Mais que tu étais beau!... Cela, lorsque j'y pense,
ajouta-t-elle à demi-voix, me fait rougir...
Et tu retourneras au Rhône, dis?»
—«Au Rhône, enfant! et qu'irais-je donc faire?
le prince répondit, maintenant que je vois,
maintenant que je tiens celle que j'ai voulue!»
—«Que feras-tu de moi?»—«De toi, mignonne,
ce que moi je ferai? ma comtesse fantasque
de Mont-Dragon ou, si tu aimes mieux, d'Orange...»
LXXXVI
Et, la tête à l'évent, c'est ainsi qu'ils allaient,
eux, par les rues grouillantes,
mais ne voyaient plus rien: ni les monceaux
de draperies, de flassades[7], les tas
de soie dorée, soie grège ou floche,
qui vaut son pesant d'or, ni les enseignes
de toutes les couleurs, étendues en travers
sur les ruelles toutes blanches de chaux,
avec les noms des trafiquants de Gênes,
de Montpellier, de Cadix ou de Brousse,
ni les bazars qui donnent la berlue,
tant ils sont pleins de joyaux, de bijoux,
ni le joli caquet des Beaucairoises
jasant dans leurs boutiques sous les Arcs[8]

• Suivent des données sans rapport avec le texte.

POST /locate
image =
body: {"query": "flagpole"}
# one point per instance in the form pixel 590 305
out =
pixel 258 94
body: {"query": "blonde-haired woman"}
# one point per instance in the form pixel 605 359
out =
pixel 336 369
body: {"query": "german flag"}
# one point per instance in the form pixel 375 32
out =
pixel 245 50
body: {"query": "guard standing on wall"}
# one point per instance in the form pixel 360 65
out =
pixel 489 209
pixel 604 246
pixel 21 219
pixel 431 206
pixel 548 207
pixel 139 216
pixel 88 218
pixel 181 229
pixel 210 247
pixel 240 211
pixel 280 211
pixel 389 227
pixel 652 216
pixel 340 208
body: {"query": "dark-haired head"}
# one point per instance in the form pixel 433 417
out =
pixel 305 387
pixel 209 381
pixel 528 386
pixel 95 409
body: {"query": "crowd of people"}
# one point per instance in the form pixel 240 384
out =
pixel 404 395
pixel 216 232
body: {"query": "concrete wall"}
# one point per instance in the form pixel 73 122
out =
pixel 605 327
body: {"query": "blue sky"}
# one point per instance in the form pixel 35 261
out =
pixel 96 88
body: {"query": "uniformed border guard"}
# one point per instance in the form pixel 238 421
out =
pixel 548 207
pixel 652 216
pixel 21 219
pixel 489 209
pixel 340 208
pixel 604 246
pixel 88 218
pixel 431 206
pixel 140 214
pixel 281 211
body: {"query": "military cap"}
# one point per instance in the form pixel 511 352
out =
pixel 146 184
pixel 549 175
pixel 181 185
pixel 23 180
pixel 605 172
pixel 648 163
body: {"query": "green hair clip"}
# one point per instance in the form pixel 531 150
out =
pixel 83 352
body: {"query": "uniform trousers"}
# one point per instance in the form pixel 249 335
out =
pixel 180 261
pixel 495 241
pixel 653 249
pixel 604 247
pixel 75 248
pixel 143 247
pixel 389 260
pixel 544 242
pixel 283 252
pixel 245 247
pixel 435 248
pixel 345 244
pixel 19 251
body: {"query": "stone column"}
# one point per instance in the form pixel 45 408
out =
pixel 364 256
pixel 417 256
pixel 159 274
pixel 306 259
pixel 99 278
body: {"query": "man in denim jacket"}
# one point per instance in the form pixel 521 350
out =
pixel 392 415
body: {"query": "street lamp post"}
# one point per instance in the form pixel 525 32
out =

ou bien pesant les dattes sous leurs portes cintrées.
—«Il faut que je le vende, cependant, mon sachet
de paillettes d'or!» disait l'orpailleuse.
Et aux magasins ils entraient ensemble,
dans les fraîches maisons, à ciels-ouverts
tout festonnés à la mauresque,
et semblables à des sérails pleins d'odalisques.
Et sous les arceaux des salles voûtées,
riant entre eux deux, entre eux chuchotant,
ils visitaient, sans voir, les étalages
des Franchimands, Lombards et Arméniens,
des Estrelins, Marrans et Gitanos[9].
—«Il faut que je les vende, cependant, mes paillettes,»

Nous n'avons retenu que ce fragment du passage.